The existing language of 1901.6 may be one reason that BZA would much rather see the Commercial Corridors/Areas working group come up with new language rather than attempt to interpret or enforce the current muddy language. In any case, it's important not to confuse the entire Arts Overlay Zone's land use restrictions with those circumscribed by 1901.6.
by Phil Spalding on Apr 30, 2009 1:46 pm • link • report
Well, no. It provides a service that individual members of the neighborhood need, but doesn't bring the neighborhood together. Instead, it forces people *outside* the neighborhood. So, it's individual serving, not neighborhood serving.

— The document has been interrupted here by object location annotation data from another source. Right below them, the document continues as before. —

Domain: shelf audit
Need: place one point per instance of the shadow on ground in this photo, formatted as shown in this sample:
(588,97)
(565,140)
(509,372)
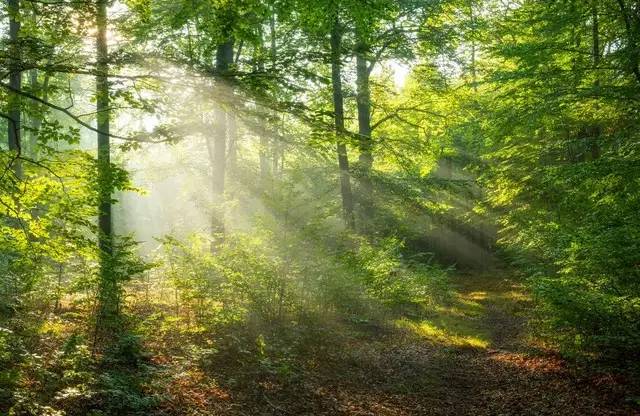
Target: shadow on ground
(466,357)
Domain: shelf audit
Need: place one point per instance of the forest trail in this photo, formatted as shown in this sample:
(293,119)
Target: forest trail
(467,357)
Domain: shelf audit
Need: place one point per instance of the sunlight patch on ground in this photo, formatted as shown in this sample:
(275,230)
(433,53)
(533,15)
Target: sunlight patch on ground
(448,331)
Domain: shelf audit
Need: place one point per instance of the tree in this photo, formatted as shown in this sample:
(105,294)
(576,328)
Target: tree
(15,81)
(338,105)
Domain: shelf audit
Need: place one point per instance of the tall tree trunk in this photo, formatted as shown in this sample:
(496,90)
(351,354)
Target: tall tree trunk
(264,139)
(232,151)
(224,58)
(15,81)
(277,146)
(596,129)
(363,98)
(338,105)
(108,296)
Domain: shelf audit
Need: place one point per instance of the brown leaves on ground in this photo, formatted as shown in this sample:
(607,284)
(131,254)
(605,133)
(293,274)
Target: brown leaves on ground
(394,372)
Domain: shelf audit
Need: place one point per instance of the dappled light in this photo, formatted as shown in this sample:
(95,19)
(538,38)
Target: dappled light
(331,207)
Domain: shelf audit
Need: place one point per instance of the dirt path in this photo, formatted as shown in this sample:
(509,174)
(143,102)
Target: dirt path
(468,357)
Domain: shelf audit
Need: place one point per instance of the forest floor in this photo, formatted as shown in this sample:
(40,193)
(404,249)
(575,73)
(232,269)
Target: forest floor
(470,356)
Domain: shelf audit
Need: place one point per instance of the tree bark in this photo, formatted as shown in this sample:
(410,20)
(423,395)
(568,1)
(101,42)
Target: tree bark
(338,105)
(15,81)
(596,130)
(224,59)
(108,296)
(363,98)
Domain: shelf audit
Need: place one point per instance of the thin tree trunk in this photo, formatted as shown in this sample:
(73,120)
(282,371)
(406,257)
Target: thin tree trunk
(594,145)
(15,81)
(108,291)
(338,105)
(224,58)
(363,98)
(232,152)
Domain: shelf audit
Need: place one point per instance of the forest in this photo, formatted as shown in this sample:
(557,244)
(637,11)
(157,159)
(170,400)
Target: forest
(319,207)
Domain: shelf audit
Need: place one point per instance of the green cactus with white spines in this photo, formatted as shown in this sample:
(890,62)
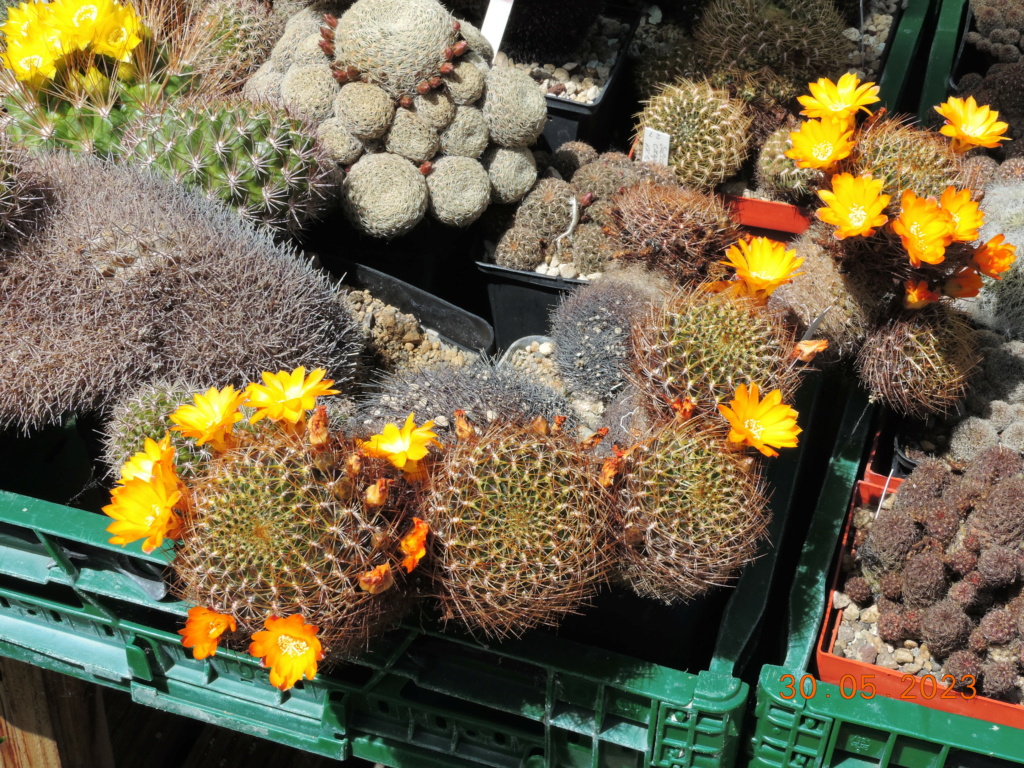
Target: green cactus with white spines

by KB on Apr 30, 2009 1:51 pm • link • report
I would prefer to see some sort of incentive system than artificial caps on certain types of businesses. I'm not in big favor of giving a drug store (i.e., CVS) some sort of favoritism, but I'd rather that than preventing restaurants that the community could support.
As for the problems--trash and loading zones--why can't enforcement of that be made better? If funding is lacking, raise commercial tax rates. Or decide that the entire community/neighborhood benefits from better trash handling and more sensible loading constraints.
by ah on Apr 30, 2009 2:41 pm • link • report
As I said on yesterday's topic, the problem is too much of a street shuttered in the daytime. The street-frontage approach allows more nightclubs to open in upper stories and basements and encourages sidewalk-level development of daytime activity. (And I would exclude bars and restaurants open in the daytime from the street-frontage limit).
by Tom Coumaris on May 1, 2009 9:16 am • link • report
And that doesn't even take into consideration the reality that many retail sectors are difficult to profitably "represent" in small commercial districts.
This isn't a phenomenon unique to DC. Columbia, Maryland's neighborhood commercial districts (shopping centers) are also faltering because more were built than can be supported by the current population, based on how people tend to shop, and how the retail sector is organized and structured to deliver shopping options.